"Ah!" said I to myself, "things are now coming to a crisis; he is making an assignment."

The gentleman of the law and the broker took their departure, and Mr. Periwinkle Smith gave me a hard look. I began to suspect what he was thinking of; he was perhaps looking for me to make a declaration in relation to his fair daughter.

That he might not be troubled with such expectation long, I instantly opened my business, and gave him to understand I came to make proposals (he opened his eyes and grinned) for his house (he looked astounded), which, I had heard, he was about to dispose of.

"Indeed!" said he, and then fell to musing a while. "Pray, Mr. Dawkins," said he, "who sent you upon this wise errand?"

I did not like his tone, but I answered I came on the part of my uncle, Samuel Wilkins, of Wilkinsbury Hall—for I thought it as well to make my kinsman's name sound lordly.

"Very good," said he; "but what made you suppose I intended to sell my property?"
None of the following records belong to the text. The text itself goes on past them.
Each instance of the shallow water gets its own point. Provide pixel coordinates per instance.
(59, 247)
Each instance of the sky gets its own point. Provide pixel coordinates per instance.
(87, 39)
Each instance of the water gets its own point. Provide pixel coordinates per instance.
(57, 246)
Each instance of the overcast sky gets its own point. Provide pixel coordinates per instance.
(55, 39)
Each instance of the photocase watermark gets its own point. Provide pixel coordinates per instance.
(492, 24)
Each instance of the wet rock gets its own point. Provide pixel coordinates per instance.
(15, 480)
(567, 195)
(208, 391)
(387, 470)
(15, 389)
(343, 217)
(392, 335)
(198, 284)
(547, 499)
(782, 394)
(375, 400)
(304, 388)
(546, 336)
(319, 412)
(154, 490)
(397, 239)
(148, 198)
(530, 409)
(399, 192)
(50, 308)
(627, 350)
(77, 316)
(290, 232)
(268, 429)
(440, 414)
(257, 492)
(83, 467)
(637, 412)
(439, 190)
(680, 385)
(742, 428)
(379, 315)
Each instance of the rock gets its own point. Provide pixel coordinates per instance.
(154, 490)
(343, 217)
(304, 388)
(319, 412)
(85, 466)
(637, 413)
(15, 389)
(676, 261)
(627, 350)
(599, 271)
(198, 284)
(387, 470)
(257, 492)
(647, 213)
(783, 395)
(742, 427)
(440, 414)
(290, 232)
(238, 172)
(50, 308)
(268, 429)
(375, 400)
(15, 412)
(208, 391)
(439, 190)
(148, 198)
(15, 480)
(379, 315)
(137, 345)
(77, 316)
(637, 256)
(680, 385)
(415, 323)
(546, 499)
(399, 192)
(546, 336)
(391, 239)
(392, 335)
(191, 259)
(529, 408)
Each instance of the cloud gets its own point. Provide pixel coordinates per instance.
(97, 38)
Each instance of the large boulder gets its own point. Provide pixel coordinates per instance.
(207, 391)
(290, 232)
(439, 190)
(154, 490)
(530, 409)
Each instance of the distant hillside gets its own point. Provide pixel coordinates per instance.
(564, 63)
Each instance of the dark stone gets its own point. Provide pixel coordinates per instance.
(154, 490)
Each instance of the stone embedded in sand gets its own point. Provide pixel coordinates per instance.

I liked this question still less than the other, and mumbled out something about common report, "and the general talk of my acquaintance."

"Ah!" said he, "now I understand," giving me a grin which I did not. "Let us be frank with one another. There was something said about 'mortgages,' was there not?—a heavy weight on my poor estate?"

Thinking it was useless to mince the matter, I acknowledged that such was the report.

"And it is from the influence of that report I am to understand some of the peculiarities of your—that is to say, it is to that I am to attribute your present application? Really, Mr. Dawkins, I am afraid I can't oblige you; my house I like very well, and—But I'll admit you to a little secret;" and smiling with great suavity, he laid his hand on a pile of papers. "Here," said he, "are mortgages, and other bonds, to the amount of some seventy thousand dollars; they are my property, and not mortgages on my property. The truth is (and, as you are an old friend, I don't scruple to tell you), that having a little loose cash which I did not know what to do with, I took the advice of a friend, and invested it in the form in which you now see it, and I believe it is very safe. The story of the mortgages was quite true, only it was told the wrong way."